What Constitutes Aftermarket Vehicle Modifications?

Any change you make to the car once it gets driven off the lot is an aftermarket vehicle modification, though adding a luggage or bike rack may not feel as if it counts. According to Bohn & Fletcher, “aftermarket vehicle modifications” is a broad term that refers to any work done on the vehicle after it first leaves the initial manufacturer. Among automotive aficionados, this term covers engine modifications designed to increase power and speed. It can also refer to lowering the ride, adding custom wheels, upgrading the suspension or improving the steering mechanism to make it respond more quickly.

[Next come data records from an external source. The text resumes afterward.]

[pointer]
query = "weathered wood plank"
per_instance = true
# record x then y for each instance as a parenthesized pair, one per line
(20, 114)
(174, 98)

How Do They Impact a Car’s Value?

Cars depreciate quickly, especially if you buy them brand-new from the dealer. If you start making modifications, you may raise the value of the car in the eyes of other gearheads who love the idea of lowering the ride, increasing the power or improving the wheels. However, according to Instamotor, you can waste a lot of money making modifications that cost a great deal but bring nothing in additional resale value. If you invest too much in idiosyncratic changes, you’ll price yourself out of the market. You’ll have limited the number of potential buyers and put yourself in the hole for a lot of modifications that not everyone will see as improvements. Once you start modifying a car, you’ve restricted yourself to a very specific audience, and not all of them are willing to pay for your changes. Some may actually wish to do make these alterations themselves.

What Modifications Are Really Worth It?

For a vehicle to enhance in value, it must appeal to those who enjoy cars with a lot of power and speed. If you want a car to race with and you make the appropriate modifications for that, you may still have a limited resale market, but you can possibly make your money back selling the car to other fans of racing. Invest in safety and speed. Make sure to get good tires, quality brake components, great shocks, and racing seats. Stay away from the pretty stuff unless you’re going for a look that you know will sell, such as custom wheels. Most importantly, once you’ve made these aftermarket improvements, go out and win a few races with your new ride to let other racers see that you know your stuff and can make modifications safely and effectively.

Modify slowly. Buy on the low end, and pick a car that you know you can find replacement parts for. Check out junkyards, and be willing to dismantle other cars to find the right parts. Learn what you need to know to protect your safety and the safety of other drivers on the road or track.